One way to explain this is to assume that when the threshold for the confidence approaches 0, an infinite number of predicted bounding boxes light up all over the image. The precision then immediately goes to 0 (since there is only a finite number of GT boxes) and the recall keeps growing on this flat curve until we reach 100%.
回答2:
mAP is Mean Average Precision.
Its use is different in the field of Information Retrieval (Reference [1] [2] )and Multi-Class classification (Object Detection) settings.
To calculate it for Object Detection, you calculate the average precision for each class in your data based on your model predictions. Average precision is related to the area under the precision-recall curve for a class. Then Taking the mean of these average individual-class-precision gives you the Mean Average Precision.
To calculate Average Precision, see [3]
回答3:
For detection, a common way to determine if one object proposal was right is Intersection over Union (IoU, IU). This takes the set
A
of proposed object pixels and the set of true object pixelsB
and calculates:
Commonly, IoU > 0.5 means that it was a hit, otherwise it was a fail. For each class, one can calculate the
- True Positive TP(c): a proposal was made for class c and there actually was an object of class c
- False Positive FP(c): a proposal was made for class c, but there is no object of class c
- Average Precision for class c:
The mAP (mean average precision) is then:
Note: If one wants better proposals, one does increase the IoU from 0.5 to a higher value (up to 1.0 which would be perfect). One can denote this with mAP@p, where p \in (0, 1) is the IoU.
mAP@[.5:.95]
means that the mAP is calculated over multiple thresholds and then again being averaged
Edit: For more detailed Information see the COCO Evaluation metrics
回答4:
I think the important part here is linking how object detection can be considered the same as the standard information retrieval problems for which there exists at least one excellent description of average precision.
The output of some object detection algorithm is a set of proposed bounding boxes, and for each one, a confidence and classification scores (one score per class). Let's ignore the classification scores for now, and use the confidence as input to a threshold binary classification. Intuitively, the average precision is an aggregation over all choices for the threshold/cut-off value. But wait; in order to calculate precision, we need to know if a box is correct!
This is where it gets confusing/difficult; as opposed to typical information retrieval problems, we actually have an extra level of classification here. That is, we can't do exact matching between boxes, so we need to classify if a bounding box is correct or not. The solution is to essentially do a hard-coded classification on the box dimensions; we check if it sufficiently overlaps with any ground truth to be considered 'correct'. The threshold for this part is chosen by common sense.
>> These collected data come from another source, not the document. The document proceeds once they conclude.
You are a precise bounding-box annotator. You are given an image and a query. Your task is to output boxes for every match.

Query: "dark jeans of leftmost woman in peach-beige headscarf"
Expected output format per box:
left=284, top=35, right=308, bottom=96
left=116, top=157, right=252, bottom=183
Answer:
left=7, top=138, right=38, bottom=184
The dataset you are working on will likely define what this threshold for a 'correct' bounding box is. Most datasets just set it at 0.5 IoU and leave it at that (I recommend doing a few manual IoU calculations [they're not hard] to get a feel for how strict IoU of 0.5 actually is).
Now that we have actually defined what it means to be 'correct', we can just use the same process as information retrieval.
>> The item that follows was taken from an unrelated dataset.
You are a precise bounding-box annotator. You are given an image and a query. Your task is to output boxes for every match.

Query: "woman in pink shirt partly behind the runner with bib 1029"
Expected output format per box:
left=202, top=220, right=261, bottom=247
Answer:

To find mean average precision (mAP), you just stratify your proposed boxes based on the maximum of the classification scores associated with those boxes, then average (take the mean) of the average precision (AP) over the classes.
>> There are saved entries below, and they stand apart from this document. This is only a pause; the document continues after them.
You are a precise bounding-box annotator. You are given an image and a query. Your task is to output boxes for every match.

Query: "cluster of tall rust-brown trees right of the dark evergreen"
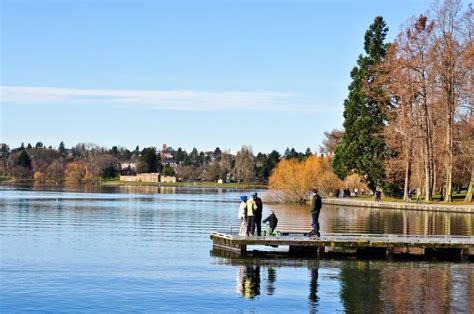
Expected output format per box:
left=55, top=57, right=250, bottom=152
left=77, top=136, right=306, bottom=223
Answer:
left=382, top=0, right=473, bottom=201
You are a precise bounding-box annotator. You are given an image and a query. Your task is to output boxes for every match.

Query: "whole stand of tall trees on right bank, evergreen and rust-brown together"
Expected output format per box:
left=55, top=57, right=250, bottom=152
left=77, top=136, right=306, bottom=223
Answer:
left=332, top=0, right=474, bottom=201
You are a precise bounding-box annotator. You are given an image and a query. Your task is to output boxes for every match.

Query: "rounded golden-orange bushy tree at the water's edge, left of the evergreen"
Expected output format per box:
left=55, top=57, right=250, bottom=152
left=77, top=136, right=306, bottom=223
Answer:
left=269, top=155, right=342, bottom=203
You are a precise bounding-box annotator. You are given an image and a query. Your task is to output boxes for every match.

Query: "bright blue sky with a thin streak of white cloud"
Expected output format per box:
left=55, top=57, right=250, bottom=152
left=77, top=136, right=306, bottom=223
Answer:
left=0, top=0, right=431, bottom=153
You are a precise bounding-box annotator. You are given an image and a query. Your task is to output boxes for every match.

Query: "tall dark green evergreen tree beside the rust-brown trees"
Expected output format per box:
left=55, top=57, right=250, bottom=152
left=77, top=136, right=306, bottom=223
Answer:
left=333, top=16, right=388, bottom=190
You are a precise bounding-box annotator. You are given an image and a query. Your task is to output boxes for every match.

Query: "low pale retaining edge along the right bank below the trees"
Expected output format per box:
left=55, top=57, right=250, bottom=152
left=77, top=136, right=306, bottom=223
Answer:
left=322, top=198, right=474, bottom=214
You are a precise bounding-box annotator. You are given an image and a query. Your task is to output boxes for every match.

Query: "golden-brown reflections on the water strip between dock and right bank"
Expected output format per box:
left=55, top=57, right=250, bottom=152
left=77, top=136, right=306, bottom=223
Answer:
left=264, top=205, right=474, bottom=235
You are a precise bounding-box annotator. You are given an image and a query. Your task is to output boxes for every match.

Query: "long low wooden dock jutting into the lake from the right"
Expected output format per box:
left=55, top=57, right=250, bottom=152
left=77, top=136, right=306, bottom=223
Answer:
left=211, top=232, right=474, bottom=259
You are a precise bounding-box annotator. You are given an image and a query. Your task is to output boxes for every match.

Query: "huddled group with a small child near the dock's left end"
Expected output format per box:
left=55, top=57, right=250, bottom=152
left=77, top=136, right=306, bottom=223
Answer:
left=239, top=193, right=278, bottom=236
TLDR; make the distinction between determining if a bounding box prediction is 'correct' (extra level of classification) and evaluating how well the box confidence informs you of a 'correct' bounding box prediction (completely analogous to information retrieval case) and the typical descriptions of mAP will make sense.
It's worth noting that Area under the Precision/Recall curve is the same thing as average precision, and we are essentially approximating this area with the trapezoidal or right-hand rule for approximating integrals.